Explain why Christian missionaries established mission stations in east Africa.
- To teach Africans how to read the Bible.
- To train African Catechists to assist in missionary work.
- To convert Africans to Christianity.
- To spread western culture.
- To teach Africans farming, masonry and carpentry.
- To cater for Africans‟ health needs.
- To have bases of operation for the missionaries.
- To serve as settlement for freed slaves.
- To promote European colonization.
Identify the challenges/problems/setbacks encountered by missionaries in east Africa in the 19th century.
(Explain the factors that undermined the work/activities of Missionaries in east Africa in the 19th century.)
- Tropical diseases like Malaria and sleeping sickness.
- ii) Poor means of transport and communication due to lack of roads, railways, vehicles and a common or familiar language.
- Inadequate supply of food, medicine, money and other essentials.
- Hostility from some communities due to conflict over African traditional practices E.G. Polygamy, offering of sacrifices and female circumcision.
- Insecurity, caused by wild animals and by communities that did not want foreigners in their territory.

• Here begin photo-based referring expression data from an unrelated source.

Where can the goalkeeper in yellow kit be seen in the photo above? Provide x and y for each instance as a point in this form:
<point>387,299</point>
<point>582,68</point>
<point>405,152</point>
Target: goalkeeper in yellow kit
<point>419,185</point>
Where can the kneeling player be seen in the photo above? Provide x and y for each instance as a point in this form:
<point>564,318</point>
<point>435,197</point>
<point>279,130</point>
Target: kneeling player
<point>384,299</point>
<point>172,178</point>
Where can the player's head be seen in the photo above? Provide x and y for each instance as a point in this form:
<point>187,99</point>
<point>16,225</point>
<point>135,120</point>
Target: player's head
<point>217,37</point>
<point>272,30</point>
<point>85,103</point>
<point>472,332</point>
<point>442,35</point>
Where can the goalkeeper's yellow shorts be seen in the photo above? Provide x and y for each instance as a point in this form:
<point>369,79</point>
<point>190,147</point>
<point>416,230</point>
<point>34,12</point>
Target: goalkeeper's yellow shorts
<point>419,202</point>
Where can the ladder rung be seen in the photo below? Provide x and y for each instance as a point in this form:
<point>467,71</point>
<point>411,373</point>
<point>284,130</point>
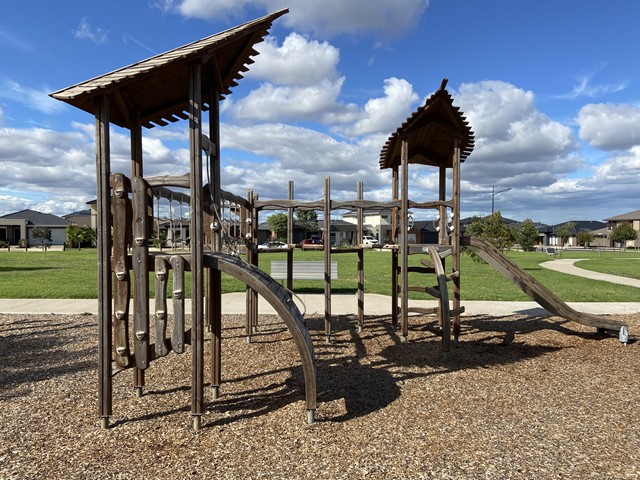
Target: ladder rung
<point>421,269</point>
<point>427,263</point>
<point>423,310</point>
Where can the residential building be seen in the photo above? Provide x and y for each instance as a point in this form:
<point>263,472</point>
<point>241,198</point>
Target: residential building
<point>17,228</point>
<point>631,218</point>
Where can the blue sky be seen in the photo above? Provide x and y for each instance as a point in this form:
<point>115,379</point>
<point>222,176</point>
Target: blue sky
<point>551,89</point>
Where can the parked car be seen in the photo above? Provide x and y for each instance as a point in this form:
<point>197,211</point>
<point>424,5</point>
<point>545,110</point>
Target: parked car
<point>272,244</point>
<point>314,240</point>
<point>368,240</point>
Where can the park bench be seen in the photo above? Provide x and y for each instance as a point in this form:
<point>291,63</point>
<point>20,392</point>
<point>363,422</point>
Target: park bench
<point>302,270</point>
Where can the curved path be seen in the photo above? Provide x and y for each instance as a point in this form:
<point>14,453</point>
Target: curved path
<point>566,265</point>
<point>535,289</point>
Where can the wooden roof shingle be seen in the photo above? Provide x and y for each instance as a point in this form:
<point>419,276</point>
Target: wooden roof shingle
<point>431,131</point>
<point>158,87</point>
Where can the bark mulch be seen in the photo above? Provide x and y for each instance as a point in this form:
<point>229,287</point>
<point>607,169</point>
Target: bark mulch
<point>520,397</point>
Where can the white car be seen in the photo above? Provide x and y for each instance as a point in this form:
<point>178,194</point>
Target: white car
<point>368,240</point>
<point>274,244</point>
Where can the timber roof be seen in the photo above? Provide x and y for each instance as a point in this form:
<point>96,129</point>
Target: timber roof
<point>158,88</point>
<point>430,131</point>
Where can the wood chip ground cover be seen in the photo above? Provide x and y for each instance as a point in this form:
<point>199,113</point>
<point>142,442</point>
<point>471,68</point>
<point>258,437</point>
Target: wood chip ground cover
<point>520,397</point>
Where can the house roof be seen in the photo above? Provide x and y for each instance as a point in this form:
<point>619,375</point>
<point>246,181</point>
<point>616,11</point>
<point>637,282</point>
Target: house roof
<point>79,213</point>
<point>37,219</point>
<point>158,88</point>
<point>635,215</point>
<point>431,131</point>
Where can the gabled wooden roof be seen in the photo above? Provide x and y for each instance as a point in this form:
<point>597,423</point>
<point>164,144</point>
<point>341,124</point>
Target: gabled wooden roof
<point>159,86</point>
<point>430,131</point>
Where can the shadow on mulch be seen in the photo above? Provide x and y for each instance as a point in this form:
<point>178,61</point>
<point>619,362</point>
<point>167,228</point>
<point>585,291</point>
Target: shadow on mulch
<point>35,349</point>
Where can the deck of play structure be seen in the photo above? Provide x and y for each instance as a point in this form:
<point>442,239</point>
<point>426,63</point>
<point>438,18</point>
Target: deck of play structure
<point>183,84</point>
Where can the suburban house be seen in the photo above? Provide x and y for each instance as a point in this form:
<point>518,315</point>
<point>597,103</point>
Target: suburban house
<point>81,218</point>
<point>552,238</point>
<point>631,218</point>
<point>375,223</point>
<point>16,228</point>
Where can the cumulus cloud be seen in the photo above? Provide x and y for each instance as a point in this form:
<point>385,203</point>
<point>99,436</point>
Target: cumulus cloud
<point>325,19</point>
<point>516,144</point>
<point>301,83</point>
<point>28,97</point>
<point>610,127</point>
<point>85,31</point>
<point>298,62</point>
<point>385,114</point>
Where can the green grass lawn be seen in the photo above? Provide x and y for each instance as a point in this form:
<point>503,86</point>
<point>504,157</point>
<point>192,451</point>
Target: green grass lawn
<point>73,274</point>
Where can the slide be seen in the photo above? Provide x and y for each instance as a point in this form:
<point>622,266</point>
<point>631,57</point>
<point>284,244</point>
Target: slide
<point>535,289</point>
<point>281,301</point>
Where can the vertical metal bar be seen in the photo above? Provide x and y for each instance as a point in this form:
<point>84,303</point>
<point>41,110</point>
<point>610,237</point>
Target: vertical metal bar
<point>136,144</point>
<point>327,257</point>
<point>359,233</point>
<point>290,217</point>
<point>455,239</point>
<point>103,160</point>
<point>197,236</point>
<point>360,215</point>
<point>404,241</point>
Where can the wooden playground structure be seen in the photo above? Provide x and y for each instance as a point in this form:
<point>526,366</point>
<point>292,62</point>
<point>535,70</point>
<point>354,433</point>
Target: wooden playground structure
<point>183,84</point>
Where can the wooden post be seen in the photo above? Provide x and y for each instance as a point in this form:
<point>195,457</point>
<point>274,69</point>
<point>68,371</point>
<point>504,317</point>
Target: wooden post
<point>161,274</point>
<point>121,217</point>
<point>213,308</point>
<point>197,240</point>
<point>404,242</point>
<point>103,160</point>
<point>393,240</point>
<point>140,259</point>
<point>442,210</point>
<point>327,258</point>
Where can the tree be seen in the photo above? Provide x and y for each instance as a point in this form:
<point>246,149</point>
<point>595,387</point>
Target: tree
<point>527,235</point>
<point>78,237</point>
<point>565,232</point>
<point>585,238</point>
<point>492,229</point>
<point>308,220</point>
<point>42,236</point>
<point>623,233</point>
<point>278,224</point>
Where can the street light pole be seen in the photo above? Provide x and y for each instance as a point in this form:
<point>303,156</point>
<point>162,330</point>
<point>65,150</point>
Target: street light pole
<point>493,196</point>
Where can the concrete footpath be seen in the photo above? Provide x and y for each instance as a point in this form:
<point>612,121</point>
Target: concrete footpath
<point>234,303</point>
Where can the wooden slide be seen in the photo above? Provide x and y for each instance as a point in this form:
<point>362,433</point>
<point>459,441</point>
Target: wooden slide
<point>280,299</point>
<point>535,289</point>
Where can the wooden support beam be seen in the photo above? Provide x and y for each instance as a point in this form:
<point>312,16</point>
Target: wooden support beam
<point>197,240</point>
<point>103,161</point>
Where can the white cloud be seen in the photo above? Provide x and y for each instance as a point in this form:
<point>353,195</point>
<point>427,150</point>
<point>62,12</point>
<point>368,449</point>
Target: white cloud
<point>32,98</point>
<point>298,62</point>
<point>610,127</point>
<point>326,18</point>
<point>386,114</point>
<point>85,31</point>
<point>516,144</point>
<point>271,103</point>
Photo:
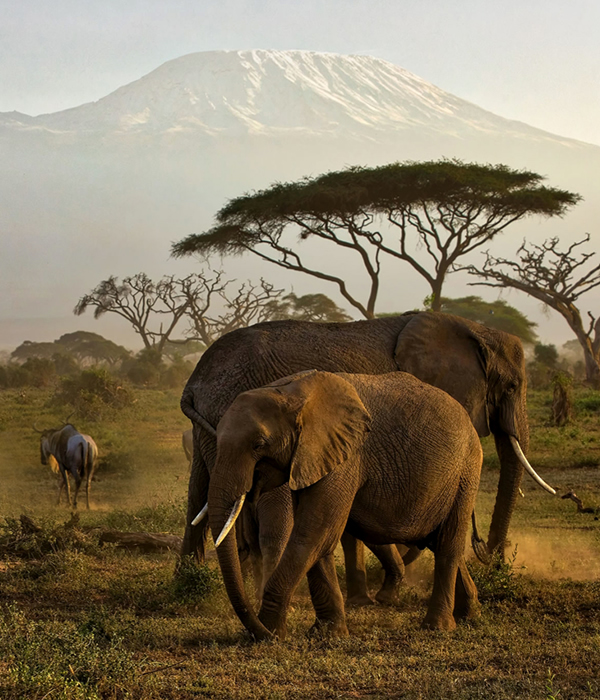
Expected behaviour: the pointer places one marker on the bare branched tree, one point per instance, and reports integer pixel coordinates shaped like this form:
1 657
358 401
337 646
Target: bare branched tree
558 279
250 303
156 310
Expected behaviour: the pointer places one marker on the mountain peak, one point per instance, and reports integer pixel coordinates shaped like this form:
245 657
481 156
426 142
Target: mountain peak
274 92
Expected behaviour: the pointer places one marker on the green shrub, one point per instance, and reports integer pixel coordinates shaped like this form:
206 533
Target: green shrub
192 580
588 402
496 581
92 392
62 661
25 538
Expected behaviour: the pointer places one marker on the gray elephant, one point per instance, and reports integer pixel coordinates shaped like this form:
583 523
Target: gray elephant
389 457
480 367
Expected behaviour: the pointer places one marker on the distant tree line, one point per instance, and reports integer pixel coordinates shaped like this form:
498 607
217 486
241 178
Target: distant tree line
428 215
188 314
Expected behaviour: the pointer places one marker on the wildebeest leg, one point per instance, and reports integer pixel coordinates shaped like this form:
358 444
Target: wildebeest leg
88 485
65 477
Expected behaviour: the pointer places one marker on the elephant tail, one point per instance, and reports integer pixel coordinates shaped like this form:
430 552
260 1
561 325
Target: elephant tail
478 543
187 406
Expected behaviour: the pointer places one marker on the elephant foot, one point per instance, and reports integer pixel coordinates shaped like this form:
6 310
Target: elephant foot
326 629
467 610
359 600
275 625
438 622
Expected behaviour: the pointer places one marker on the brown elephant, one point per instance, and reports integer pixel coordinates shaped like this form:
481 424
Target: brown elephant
482 368
389 457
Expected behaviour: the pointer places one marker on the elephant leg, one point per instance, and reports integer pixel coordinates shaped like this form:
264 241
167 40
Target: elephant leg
275 517
316 532
356 572
327 598
408 554
393 567
466 602
440 612
448 549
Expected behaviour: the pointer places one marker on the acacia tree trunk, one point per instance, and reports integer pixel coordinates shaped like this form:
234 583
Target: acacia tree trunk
591 347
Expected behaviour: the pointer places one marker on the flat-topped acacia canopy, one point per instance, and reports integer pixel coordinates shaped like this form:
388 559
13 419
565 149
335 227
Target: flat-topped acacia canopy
451 206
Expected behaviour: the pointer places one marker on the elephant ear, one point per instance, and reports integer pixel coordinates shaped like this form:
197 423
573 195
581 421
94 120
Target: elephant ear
331 423
448 352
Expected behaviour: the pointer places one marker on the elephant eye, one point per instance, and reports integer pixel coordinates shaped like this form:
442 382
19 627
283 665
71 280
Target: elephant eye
260 443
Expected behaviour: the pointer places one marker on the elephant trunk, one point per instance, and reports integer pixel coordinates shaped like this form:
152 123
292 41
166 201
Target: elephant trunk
220 506
511 473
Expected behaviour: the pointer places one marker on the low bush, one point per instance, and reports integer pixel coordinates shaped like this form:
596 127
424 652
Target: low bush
497 581
195 581
92 393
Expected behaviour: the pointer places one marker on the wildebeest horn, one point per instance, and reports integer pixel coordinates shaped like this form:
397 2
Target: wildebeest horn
201 515
235 511
530 470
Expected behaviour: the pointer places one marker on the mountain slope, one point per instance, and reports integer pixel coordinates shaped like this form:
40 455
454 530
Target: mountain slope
104 188
273 92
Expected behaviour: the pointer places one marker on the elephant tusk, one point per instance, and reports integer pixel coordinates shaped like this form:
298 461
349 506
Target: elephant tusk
235 511
201 515
534 475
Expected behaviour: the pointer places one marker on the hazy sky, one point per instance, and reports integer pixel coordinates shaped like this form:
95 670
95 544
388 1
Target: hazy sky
533 60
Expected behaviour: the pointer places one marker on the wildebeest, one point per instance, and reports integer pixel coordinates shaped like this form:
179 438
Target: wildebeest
75 453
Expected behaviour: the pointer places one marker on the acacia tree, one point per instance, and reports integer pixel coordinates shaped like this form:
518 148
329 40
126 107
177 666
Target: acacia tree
317 308
209 304
249 304
153 309
449 207
557 278
494 314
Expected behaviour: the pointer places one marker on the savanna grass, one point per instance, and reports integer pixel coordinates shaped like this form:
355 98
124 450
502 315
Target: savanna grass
82 621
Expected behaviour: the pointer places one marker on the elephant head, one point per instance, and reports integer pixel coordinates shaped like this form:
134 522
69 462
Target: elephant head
295 430
483 369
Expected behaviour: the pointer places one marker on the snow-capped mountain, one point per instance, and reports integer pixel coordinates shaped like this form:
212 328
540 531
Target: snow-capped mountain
104 188
277 92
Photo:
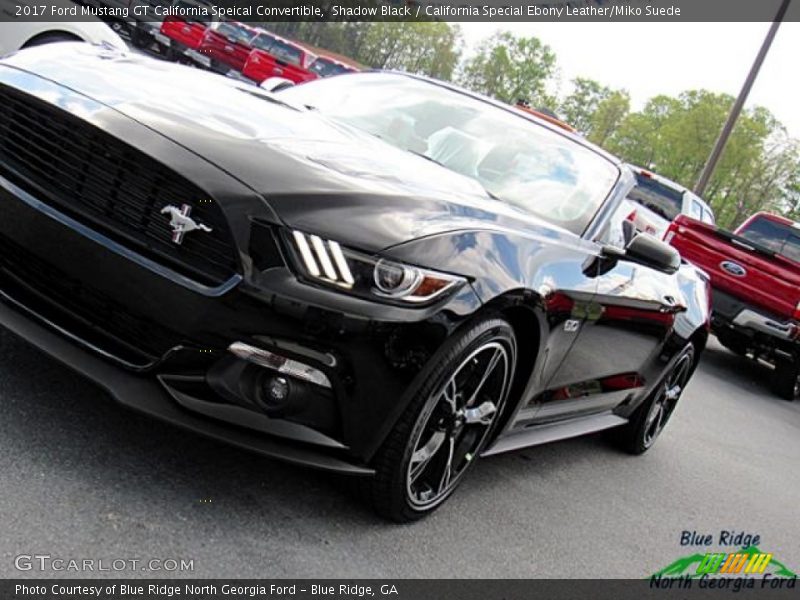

- Islam, which compelled most missionaries to relocate to other places, like Rabai.
- Scarcity of personnel as missionaries were few and worked in areas too big for them.
- Interdenominational differences, which led to hatred, E.G. between Catholics and Protestants due to competition for followers.
- Hostility from slave traders, whose activities were adversely affected by missionary work.
- Language barrier, although some tried to learn indigenous African
What were the effects of Missionary activities in east Africa?
- Spread of Christianity to most parts of the interior.
- Erosion of African culture as some cultural practices such as female circumcision and burial rites were discarded.
- Introduction of western (formal) education.
- Building of rehabilitation centers, where vocational skills, reading and Christianity were taught.
- Establishment of health centers and medical services for disease-control and cure.
- Improvement of farming through introduction of new crops and livestock as well as new farming methods.
- Development of transport systems.
- Translation of the Bible in and introduction of writing to Kiswahili and other local languages.
- Emergence of an elite social class, a new creation to the African set-up.
- Exploration and consequent naming and mapping of mountains, rivers and the interior of Africa.
- Colonization of Kenya and the rest of Africa.
- Rise of independent churches and schools, free from Missionary influence.
- Representation of Africans by Missionaries in the Legislative council.
- Establishment of independent African schools.
- Abolition of slavery and slave trade in east Africa.